For those who don’t know, the Death Penalty is when a school is forced to stop all football operations for a full calendar year. It has been given out by the NCAA only five times and only once to a Division-I football team, Southern Methodist University in 1987.
While the things that went on at Penn State are horrible, unbelievable acts, giving the school’s current football team the Death Penalty would be punishing those who had nothing to do with Sandusky and the cover-up.
Granted it would be punishing the University as a whole for what happened, but what would punishing the new staff trying to correct this egregious mistake help do?
Consider this: when Paterno and university president Graham Spainer first learned of the allegations against Sandusky, in 1998, Christian Hackenberg, the number one quarterback in the Class of ’13 and a Penn State commitment, would have been three-years old. Does he deserve the Death Penalty for what Spainer and Paterno, men he will have no contact with during his time at Penn State, did to hide Sandusky’s crimes?
New head coach Bill O’Brien was working at Georgia Tech at the time as their running backs coach, should he be denied his first chance as a head coach because of the Death Penalty? Should he have to go from the Offensive Coordinator with the Patriots in 2011 to trying to field a team after the punishments have been lifted in 2013?
This isn’t suppose to be some plea that ‘Penn State is being punished unfairly’ because it is not anywhere close to that. Penn State University should go bankrupt trying to pay out civil damages to all of Sandusky’s victims. Had Joe Paterno not passed away I believe he should be in jail, along with Spainer, AD Tim Curley and Spainer’s VP Gary Schultz.

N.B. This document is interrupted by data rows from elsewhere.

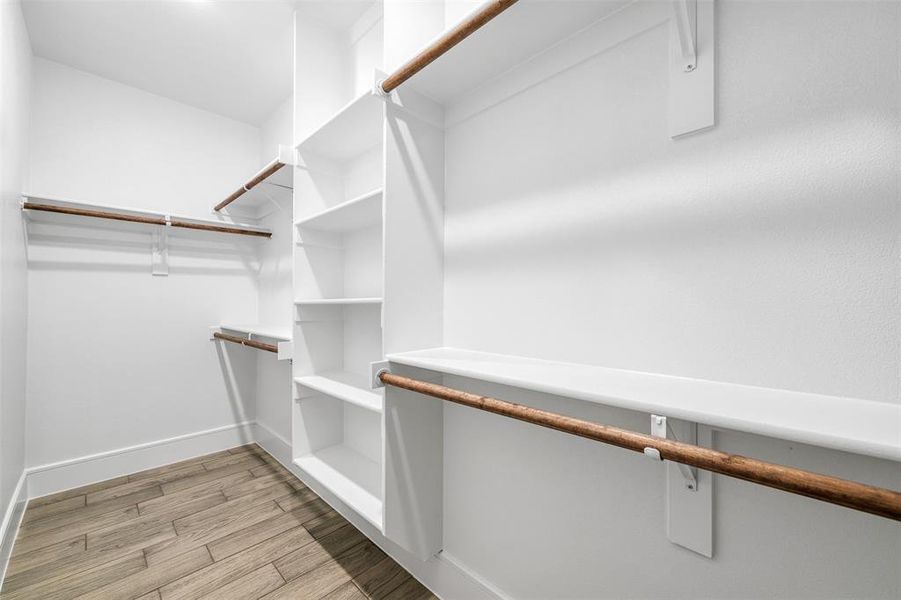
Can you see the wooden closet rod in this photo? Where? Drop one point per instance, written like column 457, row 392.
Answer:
column 851, row 494
column 149, row 220
column 255, row 181
column 246, row 342
column 99, row 214
column 445, row 43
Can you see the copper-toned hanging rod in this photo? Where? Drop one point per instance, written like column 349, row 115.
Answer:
column 99, row 214
column 851, row 494
column 254, row 181
column 246, row 342
column 149, row 220
column 445, row 43
column 219, row 228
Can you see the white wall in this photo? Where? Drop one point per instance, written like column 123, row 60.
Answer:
column 118, row 357
column 15, row 88
column 763, row 252
column 276, row 302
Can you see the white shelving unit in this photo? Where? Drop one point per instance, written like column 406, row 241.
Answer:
column 339, row 263
column 860, row 426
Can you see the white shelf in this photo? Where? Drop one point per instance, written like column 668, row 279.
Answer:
column 349, row 387
column 352, row 477
column 354, row 129
column 337, row 301
column 358, row 213
column 860, row 426
column 513, row 37
column 267, row 331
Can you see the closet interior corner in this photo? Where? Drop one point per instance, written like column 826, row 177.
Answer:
column 470, row 299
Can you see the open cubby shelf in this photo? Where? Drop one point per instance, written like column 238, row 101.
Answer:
column 350, row 132
column 349, row 387
column 357, row 213
column 351, row 476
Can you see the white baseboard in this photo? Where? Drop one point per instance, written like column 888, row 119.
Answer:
column 76, row 472
column 12, row 517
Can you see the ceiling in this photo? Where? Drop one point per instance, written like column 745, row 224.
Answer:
column 231, row 57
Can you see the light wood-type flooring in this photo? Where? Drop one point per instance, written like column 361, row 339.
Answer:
column 230, row 525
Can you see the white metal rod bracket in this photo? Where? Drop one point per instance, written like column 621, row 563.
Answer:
column 376, row 369
column 661, row 428
column 685, row 15
column 689, row 491
column 159, row 255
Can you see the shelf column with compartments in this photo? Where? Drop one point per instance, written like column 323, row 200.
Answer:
column 339, row 200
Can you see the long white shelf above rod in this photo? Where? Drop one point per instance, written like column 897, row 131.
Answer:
column 262, row 337
column 337, row 301
column 38, row 204
column 865, row 427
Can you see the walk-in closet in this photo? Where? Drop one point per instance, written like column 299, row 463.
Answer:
column 457, row 299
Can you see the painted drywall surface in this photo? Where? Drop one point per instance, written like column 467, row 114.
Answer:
column 15, row 87
column 118, row 357
column 762, row 252
column 273, row 392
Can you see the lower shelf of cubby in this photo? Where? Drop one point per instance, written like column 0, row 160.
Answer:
column 348, row 387
column 352, row 477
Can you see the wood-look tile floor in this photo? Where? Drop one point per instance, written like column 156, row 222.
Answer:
column 230, row 525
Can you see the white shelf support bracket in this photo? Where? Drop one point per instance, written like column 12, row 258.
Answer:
column 685, row 16
column 159, row 255
column 689, row 491
column 692, row 71
column 660, row 428
column 376, row 369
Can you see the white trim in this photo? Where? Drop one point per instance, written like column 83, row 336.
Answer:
column 455, row 562
column 12, row 518
column 76, row 472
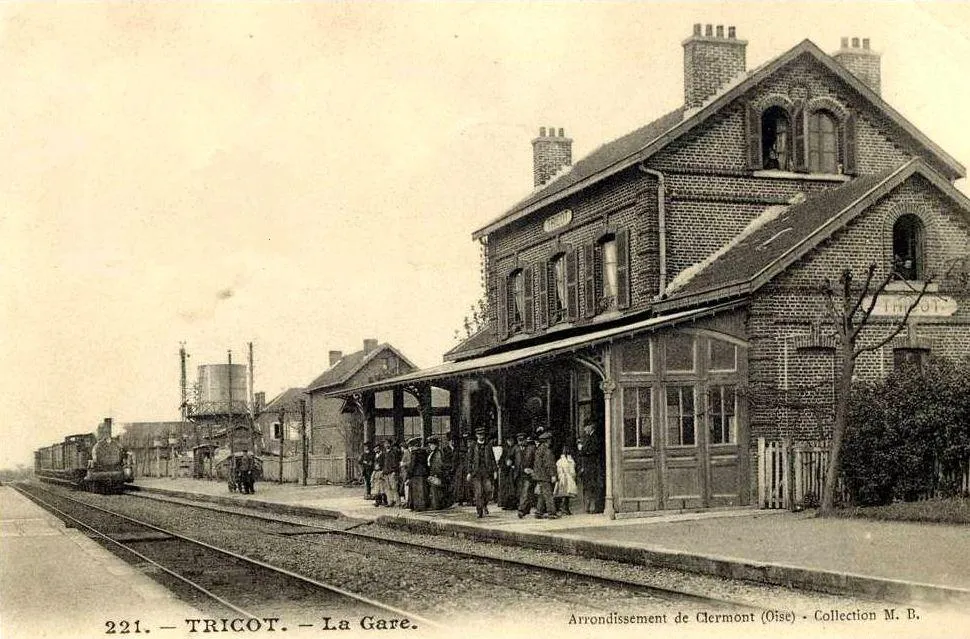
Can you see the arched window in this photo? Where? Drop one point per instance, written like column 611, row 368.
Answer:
column 775, row 139
column 823, row 143
column 908, row 260
column 516, row 302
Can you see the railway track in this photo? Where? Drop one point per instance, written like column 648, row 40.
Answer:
column 257, row 594
column 364, row 533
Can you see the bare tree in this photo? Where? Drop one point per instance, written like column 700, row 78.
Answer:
column 850, row 311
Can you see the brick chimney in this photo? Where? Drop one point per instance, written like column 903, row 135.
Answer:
column 861, row 61
column 550, row 152
column 104, row 429
column 711, row 60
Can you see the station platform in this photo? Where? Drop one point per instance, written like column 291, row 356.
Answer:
column 890, row 561
column 56, row 582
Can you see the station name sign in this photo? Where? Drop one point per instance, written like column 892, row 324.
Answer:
column 557, row 221
column 895, row 304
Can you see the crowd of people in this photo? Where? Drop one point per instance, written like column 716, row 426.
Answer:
column 523, row 474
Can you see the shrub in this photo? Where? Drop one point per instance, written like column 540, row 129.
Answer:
column 906, row 432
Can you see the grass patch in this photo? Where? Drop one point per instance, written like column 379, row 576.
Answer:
column 954, row 510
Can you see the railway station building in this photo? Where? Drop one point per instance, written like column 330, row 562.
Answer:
column 667, row 287
column 340, row 422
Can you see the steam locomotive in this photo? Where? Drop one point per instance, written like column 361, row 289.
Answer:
column 87, row 461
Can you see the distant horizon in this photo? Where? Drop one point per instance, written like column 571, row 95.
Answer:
column 307, row 175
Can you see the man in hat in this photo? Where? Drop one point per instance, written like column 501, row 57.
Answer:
column 436, row 475
column 459, row 486
column 417, row 476
column 481, row 471
column 366, row 462
column 507, row 488
column 526, row 484
column 448, row 473
column 404, row 476
column 591, row 468
column 544, row 474
column 391, row 466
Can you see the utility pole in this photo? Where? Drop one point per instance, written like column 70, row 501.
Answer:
column 252, row 399
column 282, row 438
column 232, row 442
column 306, row 458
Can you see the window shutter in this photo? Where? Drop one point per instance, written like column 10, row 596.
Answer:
column 753, row 134
column 502, row 300
column 572, row 285
column 528, row 300
column 849, row 166
column 542, row 270
column 799, row 125
column 589, row 280
column 623, row 269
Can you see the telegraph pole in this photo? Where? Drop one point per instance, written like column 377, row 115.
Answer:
column 232, row 443
column 306, row 459
column 282, row 416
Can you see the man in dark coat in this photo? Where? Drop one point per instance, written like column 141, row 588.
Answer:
column 526, row 485
column 417, row 476
column 544, row 475
column 436, row 475
column 245, row 466
column 460, row 487
column 448, row 474
column 366, row 462
column 391, row 466
column 380, row 498
column 481, row 471
column 508, row 489
column 591, row 468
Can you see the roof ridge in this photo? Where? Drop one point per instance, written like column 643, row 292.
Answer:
column 689, row 118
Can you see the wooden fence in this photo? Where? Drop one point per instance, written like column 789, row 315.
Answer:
column 292, row 468
column 788, row 472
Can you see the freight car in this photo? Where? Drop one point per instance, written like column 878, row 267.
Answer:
column 86, row 462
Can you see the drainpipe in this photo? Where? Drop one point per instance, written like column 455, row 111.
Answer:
column 661, row 222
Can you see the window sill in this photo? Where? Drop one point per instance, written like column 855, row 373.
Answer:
column 559, row 326
column 910, row 286
column 790, row 175
column 607, row 316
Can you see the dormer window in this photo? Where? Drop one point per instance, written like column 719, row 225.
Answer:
column 908, row 259
column 818, row 138
column 775, row 139
column 823, row 147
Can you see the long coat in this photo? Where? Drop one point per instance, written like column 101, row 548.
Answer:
column 565, row 477
column 544, row 468
column 481, row 461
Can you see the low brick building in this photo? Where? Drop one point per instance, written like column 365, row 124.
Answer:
column 341, row 422
column 668, row 286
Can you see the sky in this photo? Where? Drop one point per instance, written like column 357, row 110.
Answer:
column 307, row 175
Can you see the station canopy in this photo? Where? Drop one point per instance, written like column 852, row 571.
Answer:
column 529, row 354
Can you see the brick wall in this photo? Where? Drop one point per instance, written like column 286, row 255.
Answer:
column 784, row 311
column 711, row 194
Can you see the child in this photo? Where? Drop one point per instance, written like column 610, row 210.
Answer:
column 565, row 481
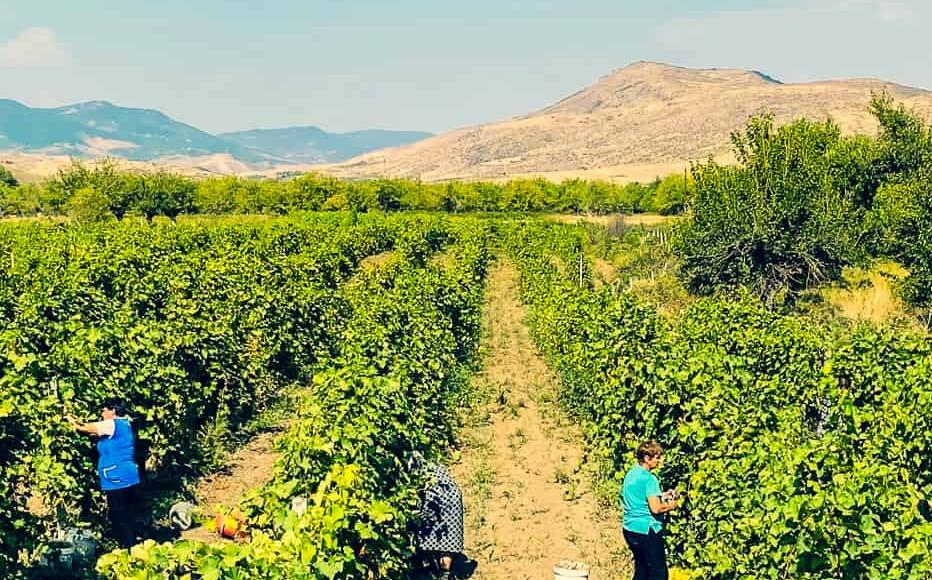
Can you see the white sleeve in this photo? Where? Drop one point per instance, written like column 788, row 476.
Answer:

In the Freeh Report, Spainer decided turning Sandusky in wouldn’t be the ‘humane thing to do.’ Fine, if you believe that garbage you think and can still sleep at night, fine. But at least they got him off the Penn State campus right? Wrong, Sandusky was allowed to stay, but Spainer drove home every other meaningless NCAA bylaw while the biggest crime of all happened. Dan Wetzel described the ‘major’ infractions that Spainer decided to stop, including the buying of a suit by an agent for a player to attend an award show.
This entire scandal goes to show what happens when one man becomes bigger than the university that employs him. Hopefully every school in the country can learn from this and may despicable acts such as these never occur on a college campus by a man who uses his power to prey on innocent children.
I pray it never does, but if something as repulsive as this ever happens again hopefully the people in charge will act to stop the monster roaming their campus, because that will truly be the ‘humane thing to do.’